Sunday, December 24, 2006

I'd never call you Judas

My friend’s personal philosophy is “people will disappoint you.” I never really understood why my gut reaction to her adage was so viscerally negative until today: I want to believe that no one will ever disappoint me.

I must have one half a pair of rose-tinted glasses, because I see moments with people as either uplifting or disappointing. I work hard to block disappointment from my mind, but really my interior monologue recounts every slight against me.

My mind hoards memories of disappointment. In the moment of regret, I feel a physical pang. My chest restricts, my eyes narrow, my throat constricts—I am laser focused on that moment of angst. My mind records the act of betrayal like a grainy 80's beta cam, raw and jarring.

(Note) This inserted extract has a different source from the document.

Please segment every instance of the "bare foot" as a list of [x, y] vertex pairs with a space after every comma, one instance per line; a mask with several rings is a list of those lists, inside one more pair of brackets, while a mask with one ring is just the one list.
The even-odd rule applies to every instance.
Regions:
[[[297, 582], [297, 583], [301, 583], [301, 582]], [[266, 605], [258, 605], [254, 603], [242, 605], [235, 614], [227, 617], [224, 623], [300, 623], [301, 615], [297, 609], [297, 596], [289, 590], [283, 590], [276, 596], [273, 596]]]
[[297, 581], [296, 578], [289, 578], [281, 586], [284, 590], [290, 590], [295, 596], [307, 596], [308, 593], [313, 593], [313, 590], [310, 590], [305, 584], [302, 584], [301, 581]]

I don’t want to see disappointment in my memory, I want to burn the tape of betrayal by holding a magnifying glass to it under the hot summer sun and igniting it. I want all memory of betrayal scorched from my mind until only satisfaction is left. Instead, my self-obsessive brain replays the instant of anguish on a loop, flipping from scene to scene after a few repetitions.

My friend’s statement, “people will disappoint you,” confirms what I don’t want to see. I nod and agree with her, but really I’m chafing at her view. I want the fairytale that everyone will support and cherish and fulfill me all of the time, without fail, even though no one is capable of performing to that standard of perfection.

People disappoint me, and I disappoint others (way too frequently), but the balance of my life points firmly to positive. If I believe like my friend that people will disappoint me, will I at last lose the shaky video library of betrayals? Or, if I learn to see everything as rosy, will I forgive the disappointment I feel?

I don’t think either question is the right beginning for healing my brain, but I shy equally from the ambiguously gray philosophy, “things happen.” Nothing would disappoint or redeem, neither would be good or bad, it would all just be “things.”

I want to continue making judgments, “this is good, this is bad,” but I don’t want to cling to the bad. People may disappoint me, but I’d rather remember them validating me.